OOS 42-9
Conditions for ecologically rational agriculture the United States, Brazil, and New Zealand: A comparative analysis of policy incentives and barriers across three regions

Wednesday, August 12, 2015: 10:50 AM
328, Baltimore Convention Center
Rachael Garrett, Earth and Environment, Boston University
Meredith T. Niles, Sustainability Science Program, Harvard University, Cambridge, MA
Background/Question/Methods

In this study we examine the institutional environment for ecologically rational agriculture in the United States, Brazil, and New Zealand, by undertaking a thorough review of all existing agricultural, environmental, labor, food safety, and energy policies relevant for agricultural management in these three countries. In particular we ask whether or not the overall policy context is enabling or inhibitory of sustainable agriculture and which policies are likely to have the most enabling or inhibitory influence on sustaianble agriculture. We apply theories regarding incentives and accessfrom agricultural economics and rural sociology to hypothesize the potential impact of these policies on farmer behavior. We then supplement our national level comparative policy analysis with 100 semi-structured interviews with farmers and local experts across three case study regions California (US), Mato Grosso (Brazil), and Hawke’s Bay (New Zealand).

Results/Conclusions

We find that the institutional environment surrounding agricultural production in the United States is the most ecologically irrational among our three study regions. In particular, federal rules tend to hamper more localized policies and market conditions that should support sustainable agriculture.
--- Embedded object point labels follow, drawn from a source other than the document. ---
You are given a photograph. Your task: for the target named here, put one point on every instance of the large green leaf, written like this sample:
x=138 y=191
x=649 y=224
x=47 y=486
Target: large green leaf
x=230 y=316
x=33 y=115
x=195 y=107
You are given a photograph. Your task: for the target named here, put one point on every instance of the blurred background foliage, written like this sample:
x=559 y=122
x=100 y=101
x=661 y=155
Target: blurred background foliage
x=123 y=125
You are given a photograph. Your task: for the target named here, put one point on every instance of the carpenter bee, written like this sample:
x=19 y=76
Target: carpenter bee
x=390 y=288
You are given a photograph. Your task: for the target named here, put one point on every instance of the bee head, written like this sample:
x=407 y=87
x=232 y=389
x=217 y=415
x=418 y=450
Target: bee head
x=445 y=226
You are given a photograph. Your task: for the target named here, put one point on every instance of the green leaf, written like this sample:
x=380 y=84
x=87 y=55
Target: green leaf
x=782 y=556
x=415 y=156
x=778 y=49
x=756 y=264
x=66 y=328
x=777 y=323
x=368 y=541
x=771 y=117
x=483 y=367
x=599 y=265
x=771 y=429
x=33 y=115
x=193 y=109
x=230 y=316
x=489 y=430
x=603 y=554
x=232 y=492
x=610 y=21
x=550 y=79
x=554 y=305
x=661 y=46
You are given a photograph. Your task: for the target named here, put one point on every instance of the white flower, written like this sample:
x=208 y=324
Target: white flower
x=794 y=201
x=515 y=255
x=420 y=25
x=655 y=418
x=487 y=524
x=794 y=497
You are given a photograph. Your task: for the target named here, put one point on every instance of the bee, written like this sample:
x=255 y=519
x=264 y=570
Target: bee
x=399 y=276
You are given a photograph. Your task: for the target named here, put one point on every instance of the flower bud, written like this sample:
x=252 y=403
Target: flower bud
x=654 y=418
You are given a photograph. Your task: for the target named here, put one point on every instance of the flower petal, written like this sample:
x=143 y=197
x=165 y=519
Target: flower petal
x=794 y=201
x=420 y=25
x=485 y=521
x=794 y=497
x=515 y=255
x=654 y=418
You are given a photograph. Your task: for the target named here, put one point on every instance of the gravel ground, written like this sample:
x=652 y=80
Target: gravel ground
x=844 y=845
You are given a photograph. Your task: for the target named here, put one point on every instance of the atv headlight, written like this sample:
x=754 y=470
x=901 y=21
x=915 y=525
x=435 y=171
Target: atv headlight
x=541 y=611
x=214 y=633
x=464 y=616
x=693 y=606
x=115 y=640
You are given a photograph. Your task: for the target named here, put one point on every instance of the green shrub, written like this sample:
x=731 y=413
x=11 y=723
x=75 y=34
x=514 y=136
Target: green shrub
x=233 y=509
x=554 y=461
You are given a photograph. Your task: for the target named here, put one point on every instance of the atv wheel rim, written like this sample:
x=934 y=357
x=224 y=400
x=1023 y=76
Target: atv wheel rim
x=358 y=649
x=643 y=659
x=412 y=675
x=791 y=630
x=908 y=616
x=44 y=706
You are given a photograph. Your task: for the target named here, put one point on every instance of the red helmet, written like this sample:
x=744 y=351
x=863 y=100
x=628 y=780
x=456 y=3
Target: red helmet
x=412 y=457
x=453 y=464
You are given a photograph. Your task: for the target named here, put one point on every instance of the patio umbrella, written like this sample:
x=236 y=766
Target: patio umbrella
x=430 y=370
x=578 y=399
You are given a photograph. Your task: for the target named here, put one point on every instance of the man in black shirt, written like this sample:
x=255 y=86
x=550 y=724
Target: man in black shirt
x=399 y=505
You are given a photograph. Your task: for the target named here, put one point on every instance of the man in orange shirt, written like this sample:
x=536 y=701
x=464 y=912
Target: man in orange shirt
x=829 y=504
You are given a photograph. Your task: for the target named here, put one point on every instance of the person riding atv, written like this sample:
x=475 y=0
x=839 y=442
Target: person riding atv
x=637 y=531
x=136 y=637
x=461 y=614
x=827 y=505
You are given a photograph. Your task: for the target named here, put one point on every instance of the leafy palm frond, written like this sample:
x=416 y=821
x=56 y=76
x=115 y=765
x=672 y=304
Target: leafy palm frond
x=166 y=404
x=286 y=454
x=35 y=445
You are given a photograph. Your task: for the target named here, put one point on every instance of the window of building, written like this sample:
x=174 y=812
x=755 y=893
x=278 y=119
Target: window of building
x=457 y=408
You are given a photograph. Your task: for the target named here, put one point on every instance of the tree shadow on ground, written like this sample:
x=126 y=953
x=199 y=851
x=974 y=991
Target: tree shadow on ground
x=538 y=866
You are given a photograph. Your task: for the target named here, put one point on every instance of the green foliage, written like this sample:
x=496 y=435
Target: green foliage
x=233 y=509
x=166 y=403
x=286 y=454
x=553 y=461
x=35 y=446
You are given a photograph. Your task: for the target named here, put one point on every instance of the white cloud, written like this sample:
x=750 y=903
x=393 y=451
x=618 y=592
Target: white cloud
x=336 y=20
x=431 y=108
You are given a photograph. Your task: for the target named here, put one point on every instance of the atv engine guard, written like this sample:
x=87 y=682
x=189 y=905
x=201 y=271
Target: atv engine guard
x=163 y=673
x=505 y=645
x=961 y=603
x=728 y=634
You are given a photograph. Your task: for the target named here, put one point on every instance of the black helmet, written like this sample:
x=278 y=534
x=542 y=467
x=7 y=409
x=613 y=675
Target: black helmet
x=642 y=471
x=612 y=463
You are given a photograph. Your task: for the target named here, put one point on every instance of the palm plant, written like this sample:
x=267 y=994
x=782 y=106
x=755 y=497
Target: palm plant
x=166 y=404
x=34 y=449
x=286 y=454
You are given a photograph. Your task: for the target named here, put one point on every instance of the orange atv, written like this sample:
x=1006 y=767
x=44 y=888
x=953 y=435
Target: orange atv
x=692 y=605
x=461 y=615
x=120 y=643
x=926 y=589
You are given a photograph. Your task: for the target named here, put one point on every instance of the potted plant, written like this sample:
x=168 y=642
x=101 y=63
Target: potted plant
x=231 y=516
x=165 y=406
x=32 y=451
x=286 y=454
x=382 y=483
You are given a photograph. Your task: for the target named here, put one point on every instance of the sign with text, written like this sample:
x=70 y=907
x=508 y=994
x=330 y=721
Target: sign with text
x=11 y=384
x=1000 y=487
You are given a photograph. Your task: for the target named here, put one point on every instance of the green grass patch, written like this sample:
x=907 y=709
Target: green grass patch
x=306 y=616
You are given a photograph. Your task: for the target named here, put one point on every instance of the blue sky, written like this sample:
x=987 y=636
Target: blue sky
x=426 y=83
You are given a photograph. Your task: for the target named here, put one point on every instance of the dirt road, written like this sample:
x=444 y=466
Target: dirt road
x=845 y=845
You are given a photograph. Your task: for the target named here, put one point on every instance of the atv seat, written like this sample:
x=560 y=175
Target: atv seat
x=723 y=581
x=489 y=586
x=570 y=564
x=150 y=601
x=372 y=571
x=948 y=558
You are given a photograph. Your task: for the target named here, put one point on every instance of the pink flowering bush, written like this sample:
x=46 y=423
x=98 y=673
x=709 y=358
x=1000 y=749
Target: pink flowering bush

For example, new policies in California aim to reduce nitrogen pollution and water consumption from farms and promote fair labor practices, but national price supports, insurance programs, and food safety rules disproportionately advantage specialized commodity production and restrict the use of organic nitrogen sources.  In contrast, Brazil has an extremely conducive environment for sustainable agriculture, which comes as a surprise since it has received large amounts of negative attention regarding the environmental impacts of agriculture in recent years. In this region, land cover change is becoming increasingly prohibited and there are few supports or protections for specialized commodity production. Instead, forest restoration, integrated crop-livestock-forestry systems, and agroecology are becoming more accessible through the expansion of low interest loans for low carbon agriculture and new research on holistic management systems. New Zealand sits somewhere in the middle as a simultaneous hotbed of innovation in sustainable intensification, but a huge source of per capita agricultural emissions.  The use of integrated crop and livestock systems persist in this region as the result of a national institutional context that neither supports nor inhibits sustainable agriculture. However, state level irrigation policies threaten to offset the neutral federal policy environment creating new incentives for unsustainable water use.